Literature DB >> 12603528

Wnt signaling in hepatocellular carcinoma: analysis of mutation and expression of beta-catenin, T-cell factor-4 and glycogen synthase kinase 3-beta genes.

Jian Cui1, Xinda Zhou, Yinkun Liu, Zhaoyou Tang, Mahmoud Romeih.   

Abstract

BACKGROUND AND AIMS: Hepatocellular carcinoma (HCC) is a common killer cancer in the world. Recently, abnormal activation of the Wnt pathway has been found to be involved in the carcinogenesis of several human cancers including HCC. The goal of the present study was to investigate the mechanism of inappropriate activation of the Wnt pathway in hepatocarcinogenesis.
METHODS: We analyzed the alterations of three key components of the Wnt pathway: beta-catenin, glycogen synthase kinase (GSK)-3beta and T-cell factor (Tcf)-4 in 34 HCC and paracancerous normal liver by immunohistochemistry, polymerase chain reaction (PCR)-single-strand conformation polymorphism (SSCP), direct sequencing, and quantitative real-time reverse transcription (RT)-PCR.
RESULTS: We found that 61.8% (21/34) of all HCC examined showed an abnormal beta-catenin protein accumulation in the cytoplasm or nuclei.
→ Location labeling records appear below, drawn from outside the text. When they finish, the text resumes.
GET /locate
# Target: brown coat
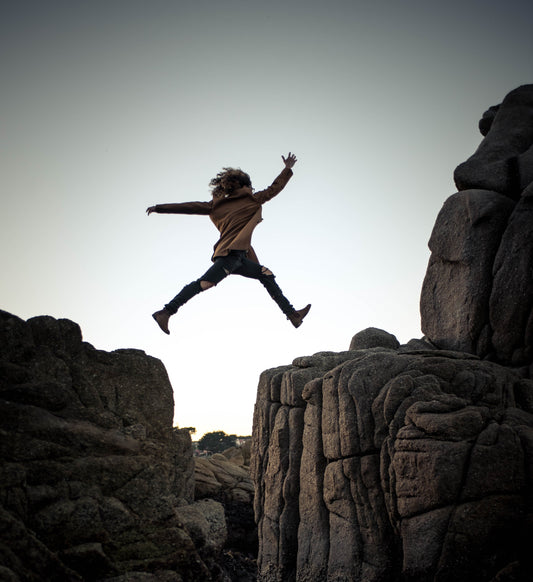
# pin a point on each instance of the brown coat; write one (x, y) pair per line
(235, 216)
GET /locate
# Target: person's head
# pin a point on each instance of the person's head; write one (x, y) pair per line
(228, 180)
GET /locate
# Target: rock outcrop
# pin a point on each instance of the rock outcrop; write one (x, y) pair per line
(389, 463)
(95, 484)
(386, 465)
(477, 295)
(225, 477)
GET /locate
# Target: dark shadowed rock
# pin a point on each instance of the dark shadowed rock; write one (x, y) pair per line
(372, 337)
(383, 472)
(503, 161)
(457, 287)
(95, 484)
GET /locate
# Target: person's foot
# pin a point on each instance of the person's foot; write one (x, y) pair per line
(297, 317)
(162, 318)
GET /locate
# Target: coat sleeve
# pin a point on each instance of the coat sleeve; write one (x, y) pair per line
(275, 188)
(184, 208)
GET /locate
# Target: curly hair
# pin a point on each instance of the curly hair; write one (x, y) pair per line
(228, 180)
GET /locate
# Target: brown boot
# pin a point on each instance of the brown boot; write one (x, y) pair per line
(162, 318)
(297, 317)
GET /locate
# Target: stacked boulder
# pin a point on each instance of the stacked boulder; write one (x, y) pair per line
(477, 295)
(95, 483)
(414, 463)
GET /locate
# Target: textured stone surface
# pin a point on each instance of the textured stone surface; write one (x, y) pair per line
(95, 484)
(504, 160)
(458, 284)
(478, 289)
(392, 465)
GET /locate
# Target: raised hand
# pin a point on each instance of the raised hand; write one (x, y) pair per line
(290, 160)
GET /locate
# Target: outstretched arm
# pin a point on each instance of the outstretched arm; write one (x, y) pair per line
(290, 160)
(181, 208)
(280, 182)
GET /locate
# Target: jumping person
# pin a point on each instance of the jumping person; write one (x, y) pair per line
(235, 210)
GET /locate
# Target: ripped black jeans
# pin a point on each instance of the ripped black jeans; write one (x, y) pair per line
(236, 263)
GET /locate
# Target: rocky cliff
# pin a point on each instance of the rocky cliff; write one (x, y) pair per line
(95, 484)
(415, 462)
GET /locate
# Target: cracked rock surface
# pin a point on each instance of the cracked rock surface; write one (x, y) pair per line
(95, 484)
(392, 464)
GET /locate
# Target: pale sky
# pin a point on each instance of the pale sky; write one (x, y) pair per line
(108, 107)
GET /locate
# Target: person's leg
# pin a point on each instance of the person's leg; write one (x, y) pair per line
(268, 280)
(222, 267)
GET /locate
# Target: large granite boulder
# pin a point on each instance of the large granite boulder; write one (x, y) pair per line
(503, 162)
(95, 484)
(477, 294)
(385, 464)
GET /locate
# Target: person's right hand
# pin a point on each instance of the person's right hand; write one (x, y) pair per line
(290, 160)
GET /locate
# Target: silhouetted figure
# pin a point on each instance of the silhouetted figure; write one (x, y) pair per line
(235, 210)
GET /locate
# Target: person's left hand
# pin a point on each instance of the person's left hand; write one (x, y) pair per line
(290, 160)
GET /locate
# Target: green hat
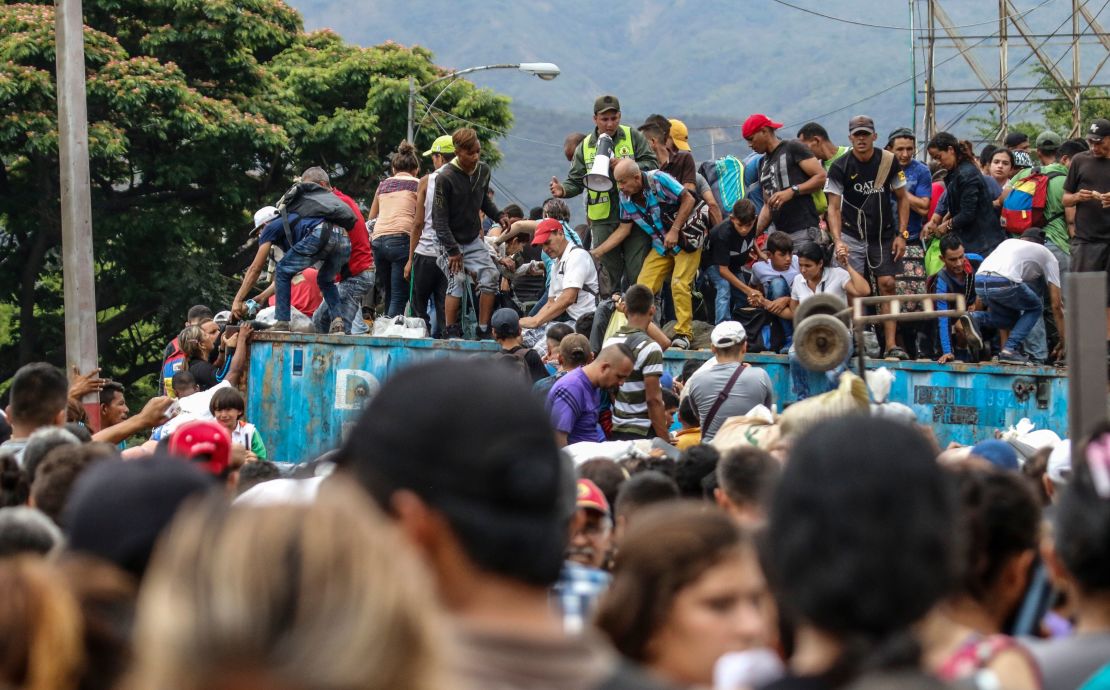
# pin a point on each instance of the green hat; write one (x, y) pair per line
(605, 103)
(442, 144)
(1048, 141)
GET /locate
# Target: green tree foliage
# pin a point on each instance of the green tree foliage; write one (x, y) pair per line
(200, 111)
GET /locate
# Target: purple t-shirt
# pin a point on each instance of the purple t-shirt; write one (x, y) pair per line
(573, 403)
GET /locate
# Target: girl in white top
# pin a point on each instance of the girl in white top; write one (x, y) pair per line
(815, 276)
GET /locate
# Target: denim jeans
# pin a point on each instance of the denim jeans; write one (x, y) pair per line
(391, 253)
(351, 293)
(1012, 306)
(306, 252)
(727, 295)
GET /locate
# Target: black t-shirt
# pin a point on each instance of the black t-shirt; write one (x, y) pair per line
(1087, 172)
(728, 249)
(865, 210)
(779, 171)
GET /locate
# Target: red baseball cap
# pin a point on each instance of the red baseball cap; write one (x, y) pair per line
(544, 230)
(591, 497)
(756, 122)
(203, 437)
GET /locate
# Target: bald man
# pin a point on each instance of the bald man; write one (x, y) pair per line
(641, 191)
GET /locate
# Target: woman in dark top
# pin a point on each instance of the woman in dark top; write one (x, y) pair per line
(859, 548)
(198, 343)
(972, 215)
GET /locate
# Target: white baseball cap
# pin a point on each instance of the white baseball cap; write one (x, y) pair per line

The RT-PCR-SSCP and direct sequencing showed that beta-catenin exon 3 mutations existed in 44.1% (15/34) of the HCC. No mutations of GSK-3beta or Tcf-4 were detected in HCC. Moreover, messenger RNA of beta-catenin and Tcf-4, but not GSK-3beta, was found to be overexpressed in HCC. On analyzing the relationship between alterations of beta-catenin or Tcf-4 and C-myc or Cyclin D1 expression, we found that mutations of beta-catenin, as well as overexpression of beta-catenin or the Tcf-4 gene were independently correlated with C-myc gene overexpression in HCC.
CONCLUSION: Our present findings strongly suggest that mutations of beta-catenin, as well as overexpression of beta-catenin and the Tcf-4 gene, independently activate the Wnt pathway in HCC, with the target gene most likely to be C-myc.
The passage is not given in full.